Portait officiel de Nawaz Sharif.

Des élections législatives se sont déroulées au Pakistan le 11 mai 2013 après la fin du mandant de cinq ans reçu par le Parti du peuple pakistanais (PPP) lors des élections de 2008. Elles ont abouti à la victoire du principal parti de l'opposition, la Ligue musulmane du Pakistan (N), qui revient au pouvoir pour la première fois depuis 1999, date à laquelle elle été chassée par le coup d’État du chef de l'armée Pervez Musharraf[1]. Outre la large défaite du PPP, l'élection est marquée par l'émergence du Mouvement du Pakistan pour la Justice mené par Imran Khan. Le 5 juin 2013, Nawaz Sharif est investi Premier ministre par l'Assemblée nationale et retrouve ainsi le poste qu'il avait perdu en 1999[2].
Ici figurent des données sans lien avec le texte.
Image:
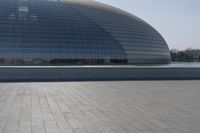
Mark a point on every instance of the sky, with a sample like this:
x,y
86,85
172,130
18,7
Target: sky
x,y
178,21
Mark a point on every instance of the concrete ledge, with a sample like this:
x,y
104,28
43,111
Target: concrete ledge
x,y
95,73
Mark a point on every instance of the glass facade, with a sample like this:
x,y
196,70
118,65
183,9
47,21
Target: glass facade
x,y
47,32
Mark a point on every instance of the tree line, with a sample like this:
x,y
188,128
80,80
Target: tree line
x,y
187,55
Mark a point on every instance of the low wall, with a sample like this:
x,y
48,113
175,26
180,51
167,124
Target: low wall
x,y
95,73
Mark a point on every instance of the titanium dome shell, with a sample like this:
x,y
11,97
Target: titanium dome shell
x,y
43,32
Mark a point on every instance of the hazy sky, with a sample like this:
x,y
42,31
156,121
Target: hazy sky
x,y
177,20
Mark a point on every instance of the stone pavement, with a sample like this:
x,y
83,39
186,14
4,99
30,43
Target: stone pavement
x,y
100,107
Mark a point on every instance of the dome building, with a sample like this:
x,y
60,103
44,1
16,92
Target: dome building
x,y
72,32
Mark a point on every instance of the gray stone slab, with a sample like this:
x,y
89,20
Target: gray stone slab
x,y
100,107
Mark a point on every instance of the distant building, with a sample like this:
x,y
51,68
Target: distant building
x,y
49,32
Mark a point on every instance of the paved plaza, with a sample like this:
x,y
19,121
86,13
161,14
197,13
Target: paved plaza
x,y
100,107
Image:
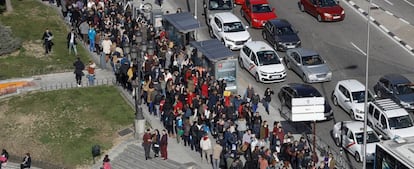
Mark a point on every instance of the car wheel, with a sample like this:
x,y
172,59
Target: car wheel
x,y
241,62
301,8
357,157
210,32
337,142
334,100
319,17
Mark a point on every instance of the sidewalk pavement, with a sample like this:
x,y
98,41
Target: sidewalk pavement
x,y
396,27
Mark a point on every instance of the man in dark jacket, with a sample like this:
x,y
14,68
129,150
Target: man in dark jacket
x,y
79,67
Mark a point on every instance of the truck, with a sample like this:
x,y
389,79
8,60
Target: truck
x,y
215,6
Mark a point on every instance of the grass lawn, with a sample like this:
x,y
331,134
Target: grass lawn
x,y
61,126
28,21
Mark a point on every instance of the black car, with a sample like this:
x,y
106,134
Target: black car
x,y
300,90
397,88
280,34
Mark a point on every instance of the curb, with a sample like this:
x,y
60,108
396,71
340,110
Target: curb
x,y
382,27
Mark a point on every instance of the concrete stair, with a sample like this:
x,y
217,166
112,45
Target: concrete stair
x,y
133,157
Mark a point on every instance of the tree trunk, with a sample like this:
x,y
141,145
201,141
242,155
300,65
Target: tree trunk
x,y
9,7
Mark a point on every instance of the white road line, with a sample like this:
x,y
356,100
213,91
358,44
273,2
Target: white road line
x,y
387,1
409,2
359,49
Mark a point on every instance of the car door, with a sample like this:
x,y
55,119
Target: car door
x,y
344,98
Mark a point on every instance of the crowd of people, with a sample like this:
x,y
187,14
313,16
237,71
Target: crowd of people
x,y
227,130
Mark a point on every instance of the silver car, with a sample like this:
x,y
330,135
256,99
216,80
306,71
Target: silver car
x,y
308,65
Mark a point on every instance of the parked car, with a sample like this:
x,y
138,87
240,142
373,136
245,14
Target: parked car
x,y
280,34
323,10
308,65
350,136
257,12
397,88
215,6
229,29
298,90
389,119
260,60
350,96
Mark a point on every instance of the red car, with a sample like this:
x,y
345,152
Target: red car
x,y
257,12
323,10
238,2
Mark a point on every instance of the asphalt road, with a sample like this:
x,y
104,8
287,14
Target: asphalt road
x,y
342,44
401,8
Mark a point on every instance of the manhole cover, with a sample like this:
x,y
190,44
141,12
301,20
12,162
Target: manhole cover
x,y
125,132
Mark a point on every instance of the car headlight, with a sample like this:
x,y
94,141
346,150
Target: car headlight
x,y
228,39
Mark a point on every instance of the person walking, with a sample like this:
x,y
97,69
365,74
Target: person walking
x,y
71,40
217,149
164,144
91,73
79,67
27,161
147,142
47,40
267,99
106,163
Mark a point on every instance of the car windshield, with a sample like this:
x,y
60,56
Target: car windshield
x,y
233,27
400,122
327,3
261,8
312,60
403,89
267,57
372,137
359,96
220,5
285,31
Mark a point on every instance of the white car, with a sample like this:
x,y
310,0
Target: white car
x,y
350,96
351,133
262,61
228,28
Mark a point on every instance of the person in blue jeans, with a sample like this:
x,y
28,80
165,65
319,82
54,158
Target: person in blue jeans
x,y
92,35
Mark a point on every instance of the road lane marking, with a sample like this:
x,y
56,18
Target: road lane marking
x,y
410,3
359,49
387,1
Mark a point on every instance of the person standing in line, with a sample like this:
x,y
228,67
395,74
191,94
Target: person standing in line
x,y
47,40
106,163
79,67
27,161
267,99
147,142
71,38
91,73
164,144
92,35
217,149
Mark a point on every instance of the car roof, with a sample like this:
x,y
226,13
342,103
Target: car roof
x,y
352,85
355,126
256,46
227,17
280,22
305,52
396,79
258,2
303,89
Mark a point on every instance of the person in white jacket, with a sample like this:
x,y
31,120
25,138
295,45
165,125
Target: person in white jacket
x,y
205,145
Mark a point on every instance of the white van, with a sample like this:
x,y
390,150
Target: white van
x,y
389,119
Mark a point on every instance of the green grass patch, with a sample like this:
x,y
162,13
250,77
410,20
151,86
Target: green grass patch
x,y
28,21
60,127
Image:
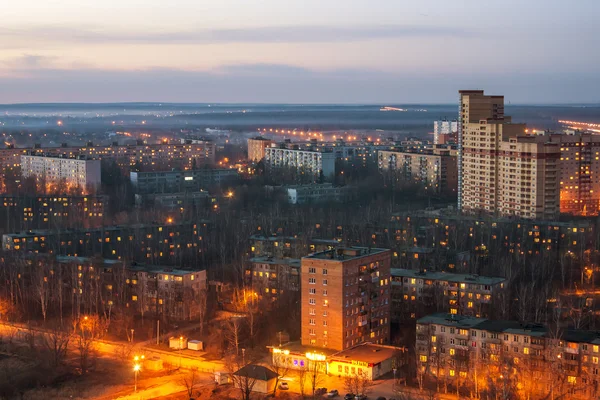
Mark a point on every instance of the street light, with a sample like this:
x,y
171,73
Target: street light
x,y
180,348
136,370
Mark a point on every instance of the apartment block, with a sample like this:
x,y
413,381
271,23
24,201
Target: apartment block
x,y
154,243
345,297
44,212
445,131
164,292
53,171
579,172
273,277
436,170
256,148
188,154
419,293
181,181
299,165
529,359
502,170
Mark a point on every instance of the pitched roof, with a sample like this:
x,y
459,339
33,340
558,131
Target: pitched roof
x,y
257,372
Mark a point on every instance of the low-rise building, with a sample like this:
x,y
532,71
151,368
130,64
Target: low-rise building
x,y
188,154
165,292
530,359
255,378
419,293
290,163
367,361
75,173
177,201
156,243
319,193
44,212
256,148
176,181
272,277
288,246
435,169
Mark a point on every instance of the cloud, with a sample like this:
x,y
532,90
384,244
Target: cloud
x,y
275,34
29,61
289,84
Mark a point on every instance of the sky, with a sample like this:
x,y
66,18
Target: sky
x,y
298,51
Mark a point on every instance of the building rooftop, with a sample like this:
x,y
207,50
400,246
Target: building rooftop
x,y
84,260
160,269
347,253
446,276
369,353
38,232
292,262
257,372
460,321
273,238
298,348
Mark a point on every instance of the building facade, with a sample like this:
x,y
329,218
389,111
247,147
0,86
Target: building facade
x,y
272,277
184,243
45,212
436,170
256,148
181,181
173,155
80,172
319,193
502,170
302,165
345,297
419,293
445,131
579,172
527,360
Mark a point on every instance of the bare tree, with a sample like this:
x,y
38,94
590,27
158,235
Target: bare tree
x,y
56,342
281,366
316,373
190,381
242,377
232,333
358,383
201,302
41,286
88,330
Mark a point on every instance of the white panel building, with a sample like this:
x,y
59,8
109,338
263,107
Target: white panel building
x,y
307,161
77,172
442,129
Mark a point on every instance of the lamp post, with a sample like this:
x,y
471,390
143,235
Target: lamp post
x,y
180,348
136,370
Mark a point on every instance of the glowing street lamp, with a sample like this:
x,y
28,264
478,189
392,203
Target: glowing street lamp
x,y
136,371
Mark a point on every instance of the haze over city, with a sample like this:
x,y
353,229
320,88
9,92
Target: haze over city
x,y
248,200
297,52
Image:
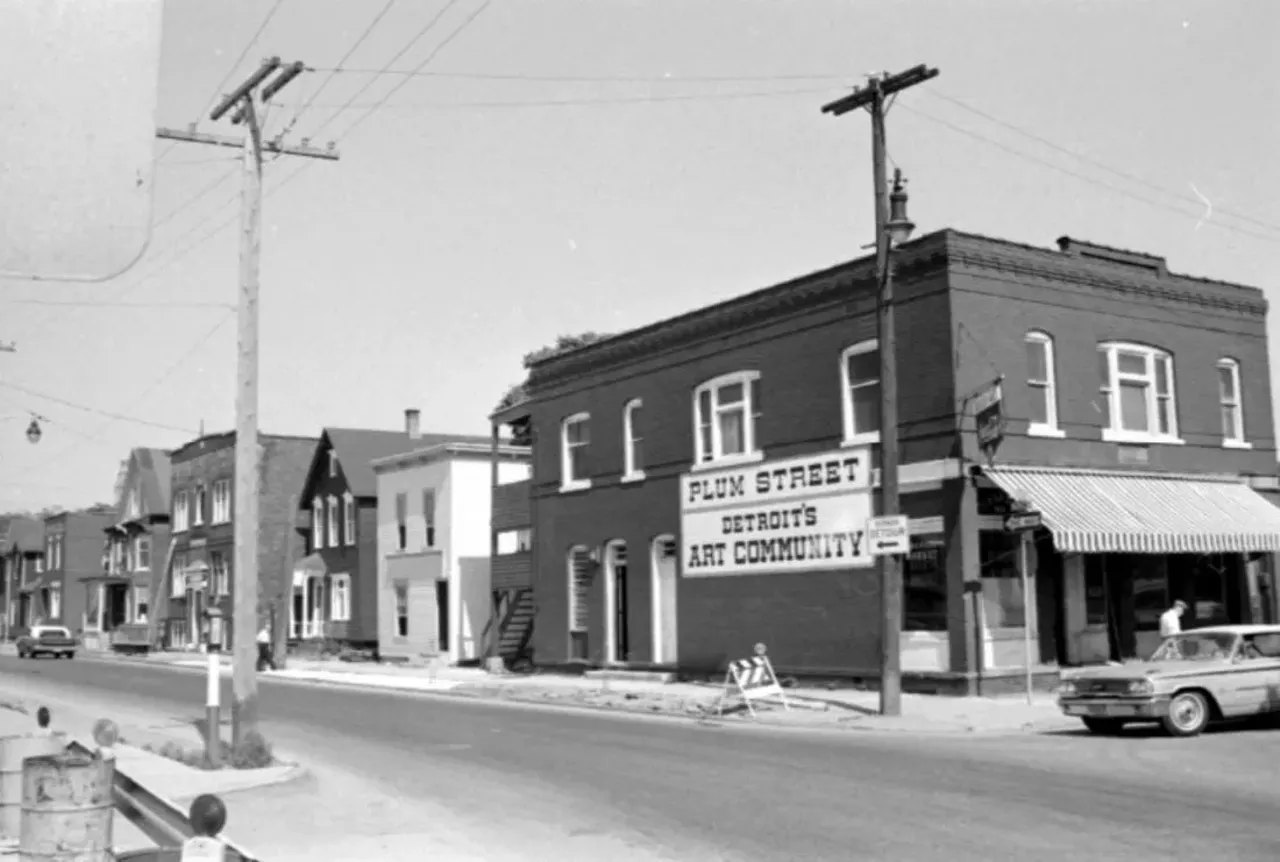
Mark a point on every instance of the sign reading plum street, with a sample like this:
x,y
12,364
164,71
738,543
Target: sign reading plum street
x,y
805,514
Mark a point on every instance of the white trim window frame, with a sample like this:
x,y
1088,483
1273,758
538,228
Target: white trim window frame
x,y
339,598
1232,405
332,520
718,405
1142,377
632,442
575,443
316,523
181,512
222,512
860,392
348,519
1042,384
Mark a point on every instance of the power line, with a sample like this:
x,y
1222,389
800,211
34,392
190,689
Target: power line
x,y
606,100
1095,163
411,42
572,78
90,410
1092,181
218,90
346,56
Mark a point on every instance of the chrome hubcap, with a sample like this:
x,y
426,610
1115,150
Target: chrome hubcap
x,y
1187,711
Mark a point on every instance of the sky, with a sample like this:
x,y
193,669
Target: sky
x,y
570,165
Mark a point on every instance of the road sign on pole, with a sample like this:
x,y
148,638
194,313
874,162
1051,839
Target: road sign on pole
x,y
888,534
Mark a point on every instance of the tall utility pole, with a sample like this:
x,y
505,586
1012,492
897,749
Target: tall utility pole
x,y
246,619
873,96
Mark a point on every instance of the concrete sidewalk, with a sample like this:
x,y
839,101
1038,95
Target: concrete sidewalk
x,y
812,707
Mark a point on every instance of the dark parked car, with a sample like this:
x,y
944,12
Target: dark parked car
x,y
54,641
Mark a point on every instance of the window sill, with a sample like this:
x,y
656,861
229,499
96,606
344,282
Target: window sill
x,y
1112,436
860,439
730,461
1037,429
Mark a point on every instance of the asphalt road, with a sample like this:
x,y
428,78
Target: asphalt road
x,y
682,790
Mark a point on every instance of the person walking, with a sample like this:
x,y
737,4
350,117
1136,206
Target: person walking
x,y
1171,620
265,660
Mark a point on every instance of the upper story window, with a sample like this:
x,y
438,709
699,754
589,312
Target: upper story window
x,y
333,521
859,374
222,501
201,498
181,511
725,414
316,524
1042,386
575,441
348,516
401,521
1232,404
1137,395
632,441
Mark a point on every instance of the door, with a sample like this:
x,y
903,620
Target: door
x,y
621,638
442,614
663,568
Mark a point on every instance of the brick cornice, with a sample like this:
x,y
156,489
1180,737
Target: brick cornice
x,y
929,254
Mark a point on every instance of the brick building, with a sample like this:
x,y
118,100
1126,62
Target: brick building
x,y
702,484
73,561
202,480
136,547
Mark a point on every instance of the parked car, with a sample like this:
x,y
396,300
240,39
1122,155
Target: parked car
x,y
1193,679
54,641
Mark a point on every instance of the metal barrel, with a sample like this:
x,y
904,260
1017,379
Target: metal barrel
x,y
67,808
13,752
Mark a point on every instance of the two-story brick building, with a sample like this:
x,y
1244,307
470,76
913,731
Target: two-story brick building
x,y
73,562
136,552
202,482
336,585
22,552
702,484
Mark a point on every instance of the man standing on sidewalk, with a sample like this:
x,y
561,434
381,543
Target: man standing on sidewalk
x,y
264,650
1171,620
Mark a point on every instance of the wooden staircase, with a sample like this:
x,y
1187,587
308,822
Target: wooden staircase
x,y
512,624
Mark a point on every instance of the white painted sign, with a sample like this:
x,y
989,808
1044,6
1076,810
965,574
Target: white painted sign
x,y
202,849
804,514
888,534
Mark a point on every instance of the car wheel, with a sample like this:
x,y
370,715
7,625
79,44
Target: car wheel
x,y
1188,714
1104,726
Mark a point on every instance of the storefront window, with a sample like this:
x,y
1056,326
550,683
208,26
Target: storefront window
x,y
1001,582
924,587
1095,589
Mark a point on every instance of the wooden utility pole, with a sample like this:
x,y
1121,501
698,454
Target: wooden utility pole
x,y
245,593
873,96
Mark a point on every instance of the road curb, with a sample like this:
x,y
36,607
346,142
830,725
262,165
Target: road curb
x,y
467,691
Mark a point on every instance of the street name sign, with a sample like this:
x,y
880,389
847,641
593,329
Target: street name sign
x,y
888,534
1023,521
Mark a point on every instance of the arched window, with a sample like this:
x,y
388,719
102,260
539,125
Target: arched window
x,y
1230,402
1138,400
1042,386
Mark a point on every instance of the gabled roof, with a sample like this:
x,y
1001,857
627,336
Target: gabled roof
x,y
359,447
24,534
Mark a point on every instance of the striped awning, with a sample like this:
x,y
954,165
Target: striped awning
x,y
1101,511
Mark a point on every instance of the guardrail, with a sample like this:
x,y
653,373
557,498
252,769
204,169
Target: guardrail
x,y
177,833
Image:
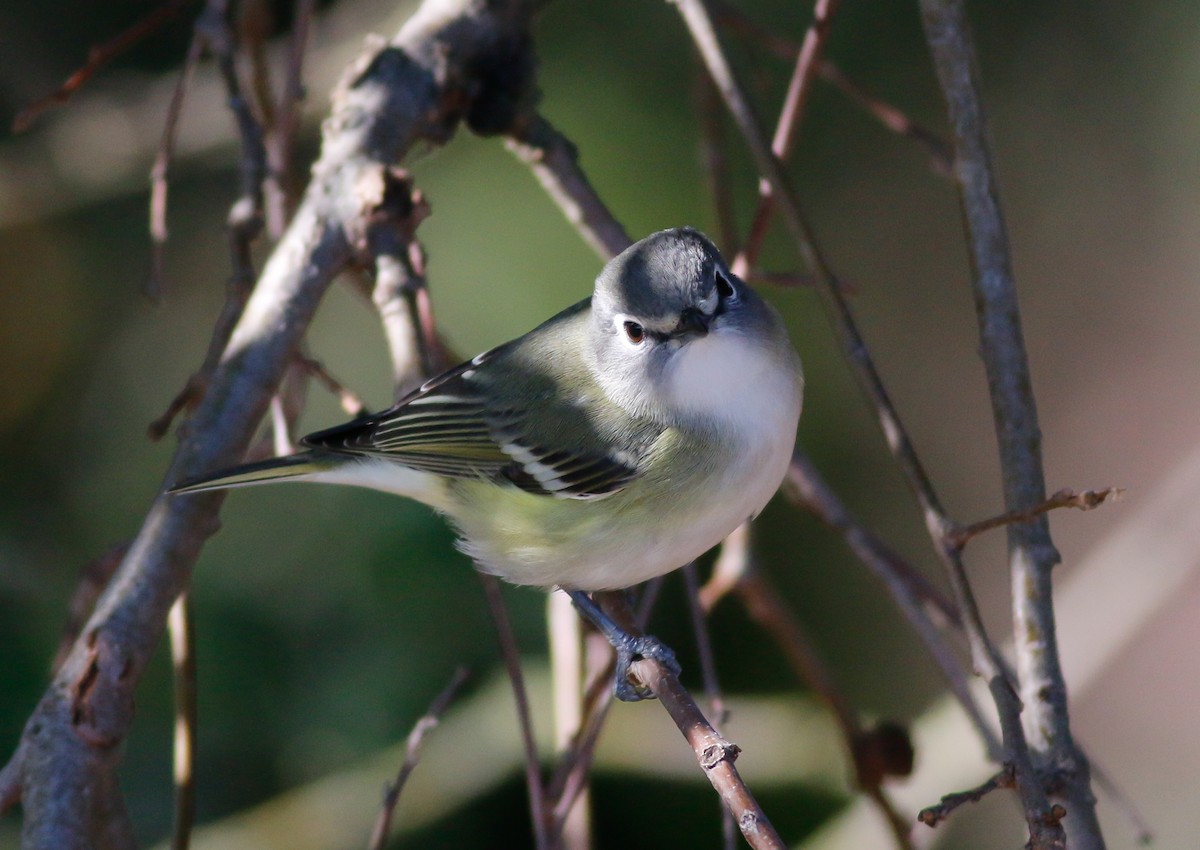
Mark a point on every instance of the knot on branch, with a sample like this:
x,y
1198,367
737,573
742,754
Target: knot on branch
x,y
390,210
718,752
882,752
102,694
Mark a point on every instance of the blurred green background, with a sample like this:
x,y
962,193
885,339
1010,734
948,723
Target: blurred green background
x,y
328,618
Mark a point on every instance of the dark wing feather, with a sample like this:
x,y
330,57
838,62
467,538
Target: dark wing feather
x,y
462,425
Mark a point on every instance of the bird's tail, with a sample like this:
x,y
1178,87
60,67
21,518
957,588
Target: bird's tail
x,y
263,472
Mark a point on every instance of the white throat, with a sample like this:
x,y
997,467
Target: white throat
x,y
731,381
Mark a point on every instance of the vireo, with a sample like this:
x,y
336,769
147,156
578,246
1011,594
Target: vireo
x,y
618,441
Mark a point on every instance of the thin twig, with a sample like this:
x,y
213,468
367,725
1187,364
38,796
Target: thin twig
x,y
892,118
789,124
555,162
426,724
1063,498
570,777
985,656
568,668
916,598
181,628
11,779
513,664
162,160
97,58
93,579
936,814
281,186
1032,554
941,156
705,646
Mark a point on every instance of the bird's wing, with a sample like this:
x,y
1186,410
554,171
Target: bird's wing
x,y
507,415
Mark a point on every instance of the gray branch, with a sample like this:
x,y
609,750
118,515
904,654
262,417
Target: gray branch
x,y
454,60
1032,554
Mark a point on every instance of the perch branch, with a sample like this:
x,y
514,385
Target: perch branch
x,y
1032,554
713,752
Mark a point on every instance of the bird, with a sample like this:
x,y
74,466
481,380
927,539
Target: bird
x,y
617,441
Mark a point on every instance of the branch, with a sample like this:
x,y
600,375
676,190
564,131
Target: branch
x,y
1032,554
415,88
713,752
521,696
984,653
936,814
1087,500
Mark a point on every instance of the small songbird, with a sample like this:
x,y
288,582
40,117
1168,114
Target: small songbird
x,y
616,442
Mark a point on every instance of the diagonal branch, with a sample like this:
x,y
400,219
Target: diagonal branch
x,y
1044,828
417,87
1032,554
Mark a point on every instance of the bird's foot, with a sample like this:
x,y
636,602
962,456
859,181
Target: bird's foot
x,y
635,648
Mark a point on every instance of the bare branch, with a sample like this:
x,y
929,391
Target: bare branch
x,y
426,724
936,814
553,160
513,664
1087,500
985,656
97,58
807,65
413,88
181,626
713,752
1032,554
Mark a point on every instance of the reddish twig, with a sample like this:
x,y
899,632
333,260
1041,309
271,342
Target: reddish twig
x,y
181,628
426,724
876,753
940,153
717,163
521,696
97,58
1063,498
789,124
893,119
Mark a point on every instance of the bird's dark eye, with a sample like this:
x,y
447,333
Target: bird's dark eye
x,y
725,289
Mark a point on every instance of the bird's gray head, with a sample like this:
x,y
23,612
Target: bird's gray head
x,y
660,298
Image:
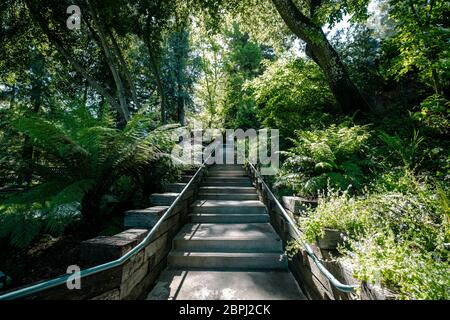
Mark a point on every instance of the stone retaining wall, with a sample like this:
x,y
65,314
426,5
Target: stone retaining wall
x,y
132,279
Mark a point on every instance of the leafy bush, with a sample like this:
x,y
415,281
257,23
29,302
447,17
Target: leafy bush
x,y
80,158
394,238
434,114
334,156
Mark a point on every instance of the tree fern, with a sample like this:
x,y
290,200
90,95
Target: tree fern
x,y
322,157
Le président sortant, Asif Ali Zardari, avait été élu par le collège électoral le 6 septembre 2008, suite à la démission de Pervez Musharraf[3]. Son mandant a notamment été marqué par une réforme constitutionnelle en 2010 qui redonne au régime politique pakistanais le caractère parlementaire prévu à l'origine dans la Constitution de 1973. Ainsi, le Premier ministre récupère l'essentiel de la réalité du pouvoir quand le président de la république dispose d'un pouvoir plutôt honorifique. Suite aux élections législatives du 11 mai 2013, le collège électoral chargé d'élire le président a profondément changé de constitution. La Ligue musulmane de Nawaz Sharif dispose ainsi d'une majorité absolue à l'Assemblée nationale et à l'Assemblée provinciale du Pendjab, ce qui lui permet notamment d'obtenir une quasi majorité absolue au sein du collège électoral[4].

Candidats et campagne

Les trois principales forces issues des élections législatives du 11 mai 2013 entrent rapidement en campagne pour l'élection présidentielle. La Ligue musulmane du Pakistan (N) nomine à cette place Mamnoon Hussain, un homme discret et proche du Premier ministre Nawaz Sharif et des milieux d'affaires de Karachi. Sa carrière politique est très peu chargée, puisqu'il a été simplement brièvement gouverneur du Sind en 1999. Le Mouvement du Pakistan pour la Justice, émergeant sur la scène politique, choisit pour sa part Wajihuddin Ahmed. C'est un ancien juge de la Cour suprême, qui fut un protagoniste du mouvement des avocats et a été arrêté par le pouvoir militaire en 2007. Le Parti du peuple pakistanais choisit lui un homme politique d'envergure, Raza Rabbani, un ancien sénateur et ministre[5].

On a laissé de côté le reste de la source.